The first thing that occurs to me is this: Did you configure the smbpasswd file? See man smbpasswd for more,
No I didn't. Thank you very much! I now do recall having to create SMB users in addition to users. I have now done that, along with the SMBPASSWD. I am still unable to reach the Fedora PC with a file browser but the SMB user and password were needed. Thank you. I am also unable to browse to the Windows PC from Fedora, even though I have a share for Everyone. That means there is something else going on. I can ping each from the other but that is all. I will let you know what I find.
samba and Windows has changed a bit between versions 18 to 33. It's not that 33 is not sharing it is because the network feature in the file browser to find shares uses SMB/CIFS version 1 which has been depreciated and turned off and/or removed. Windows 10 now uses WS-discovery. linux has a WS-Discovery implementation service (wsdd) which is similar to WS-Discovery and lets Windows find linux servers.
Without smb version 1 or wsdd you can connect directly to a linux share from windows by directly entering the server in the URL text box \\samba_server_address\share. Windows will prompt you for a username and password. The same is true for Fedora, in the file browser select other location and enter smb://Windows_computer_address/share.
From Windows 10, with a user the same as one defined in Fedora and with an SMBUSER, I attempt to browse to \\192.168.1.71. The Windows 10 is 192.168.1.2, the same subnet, going throug a CAT6, not wireless.

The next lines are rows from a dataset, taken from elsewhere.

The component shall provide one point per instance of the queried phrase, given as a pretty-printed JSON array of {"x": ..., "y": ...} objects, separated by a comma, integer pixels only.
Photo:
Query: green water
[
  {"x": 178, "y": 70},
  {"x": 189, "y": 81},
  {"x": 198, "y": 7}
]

Both are plugged into the same Netgear router as the only things plugged into it.
[QUOTE=berndbausch;6190519]Don't forget to test your installation with smbclient. I would run it on the Fedora server itself (smbclient -L //servername to list all shares) and from a remote Linux system.
On the Fedora PC I opened console with su - and entered: smbclient -L //192.168.1.71 and got
[root@localhost ~]# smbclient -L //192.168.1.71
do_connect: Connection to 192.168.1.71 failed (Error NT_STATUS_CONNECTION_REFUSED)
[root@localhost ~]#
Samba is installed, smb users created with passwd and shares defined in a smb.conf file copied from the working Fedora 18. I really didn't expect this failure. I'll double check everything.

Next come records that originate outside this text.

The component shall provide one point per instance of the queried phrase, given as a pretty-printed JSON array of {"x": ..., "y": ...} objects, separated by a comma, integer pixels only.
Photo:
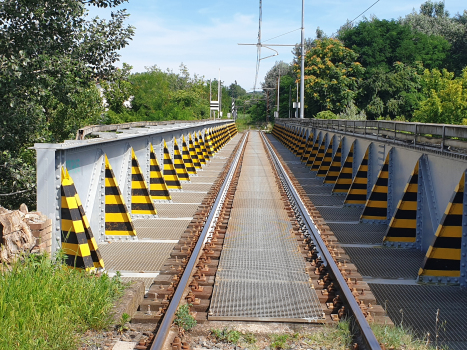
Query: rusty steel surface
[
  {"x": 135, "y": 256},
  {"x": 315, "y": 231},
  {"x": 262, "y": 274}
]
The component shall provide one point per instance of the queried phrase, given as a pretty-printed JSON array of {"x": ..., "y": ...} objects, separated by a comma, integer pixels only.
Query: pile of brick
[
  {"x": 23, "y": 232},
  {"x": 41, "y": 229}
]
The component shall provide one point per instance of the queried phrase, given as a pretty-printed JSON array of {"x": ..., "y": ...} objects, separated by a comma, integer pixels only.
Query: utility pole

From Windows 10, with a user the same as one defined in Fedora and with an SMBUSER, I attempt to browse to \\192.168.1.71. The Windows 10 is 192.168.1.2, the same subnet, going throug a CAT6, not wireless. Both are plugged into the same Netgear router as the only things plugged into it.
This should work regardless of wsdd. Can you successfully connect to the Fedora computer?